Experimental test of Bohr's complementarity principle with single neutral atoms

An experimental test of the quantum complementarity principle based on single neutral atoms trapped in a blue detuned bottle trap was here performed. A Ramsey interferometer was used to assess the wavelike behavior or particlelike behavior with second $\pi /2$ rotation on or off. The wavelike behavior or particlelike behavior is characterized by the visibility $V$ of the interference or the predictability $P$ of which-path information, respectively. The measured results fulfill the complementarity relation $P^2+V^2\le 1$. Imbalance losses were deliberately introduced to the system and we find the complementarity relation is then formally “violated.” All the experimental results can be completely explained theoretically by quantum mechanics without considering the interference between wave and particle behaviors.
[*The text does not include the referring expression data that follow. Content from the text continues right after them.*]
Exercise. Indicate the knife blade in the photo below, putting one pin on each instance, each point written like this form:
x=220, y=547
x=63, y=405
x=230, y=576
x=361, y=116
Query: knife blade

This observation complements existing information concerning Bohr's complementarity principle based on wave-particle duality of a massive quantum system.

Figure 1

(a) Schematic of BCP test with single photon in the conventional MZI. A single-photon state was transformed into a superposition of two paths, 1 and 2, in space by the first beam splitter BS1. The phase shift $\theta$ of two arms was tuned by scanning the voltage of the piezoelectric transducer (PZT). The presence or absence of the second beam splitter BS2 helped us observe the wavelike or particlelike behaviors of single photons. Two detectors, APD1 and APD2, were used to count photons from two output ports. (b) Schematic of the Ramsey interferometer system. A single atom state was split by the first microwave pulse MW1 into superposition states of $\left|0\right.〉$ and $\left|1\right.〉$, which were similar to the two paths and the state evolution in the time domain. After a certain time, the second microwave pulse MW2 was present (or absent) and the final state of the atom could be detected by regular probe-fluorescence measurement.

Figure 2

(a) Typical signal from single atoms: fluorescence recorded by the single-photon counting module (inset) and the corresponding histogram. (b) The average lifetime of a single atom in the blue trap was about 78 s, and the internal state lifetime for the trapped atoms in $\left|0\right.〉$ and $\left|1\right.〉$ was about 1.4 s (inset).

Figure 3

Test of BCP with single cesium atom. (a) Schematic of BCP relation test with single atom Ramsey interferometer. A single atom initially in state $\left|1\right.〉$ was subjected to two rotation operations created by a microwave pulse analog of the beam splitters in the usual MZI. In the presence of the second microwave pulse, the probability of measuring the qubit in a certain state depends on the relative phase $\theta$, thus exhibiting wavelike behavior, while in the absence of the pulse the probability is independent of $\theta$ and particlelike behavior appears. (b) Wavelike information $V^2$, which-path information $P^2$ and $P^2+V^2$ as functions of $R_1$, which is determined by the length of the first microwave pulse. The red dots, black squares, and blue diamonds stand for the measured values of $V^2,P^2$, and $P^2+V^2$ without losses, and the red solid, black dashed, and blue dotted lines are theoretical fittings according to Eqs. (2, 3, 4).

Figure 4

The results of BCP relation test when losses were introduced. (a) The results for losses occurring inside the interferometer. (b) The results for losses occurring outside the interferometer. The red dots, black squares, and blue diamonds stand for the measured values of $V^2,P^2$, and $P^2+V^2$ with losses ($L_1=0,L_2=0.5$) in path 1 and path 2, respectively. The red solid, black dashed, and blue dotted lines are theoretical fittings according to Eqs. (5)–(10).

Figure 5

Test of BCP relation of the second configuration. (a) Schematic of BCP relation test with Ramsey interferometer where the second pulse was varied. (b) Experiment results without losses. (c,d) Experiment results with losses occurring inside (c) and outside (d) the Ramsey interferometer. The red dots, black squares, and blue diamonds stand for the measured values of $V^2,P^2$, and $P^2+V^2$ and the red solid, black dashed, and blue dotted lines are theoretical fittings according to Eqs. (11, 12, 13, 14, 15, 16).

Figure 6

Elimination of the influence of the imbalance loss for the configuration with loss outside the Ramsey interferometer [Fig. 4]. The violation is eliminated by switching the input state and then averaging the results. The red dots, black squares, and blue diamonds stand for the measured values of $V^2,P^2$, and $P^2+V^2$, respectively, and the red solid, black dashed, and blue dotted lines are theoretical fittings according to Eqs. (2, 3, 4).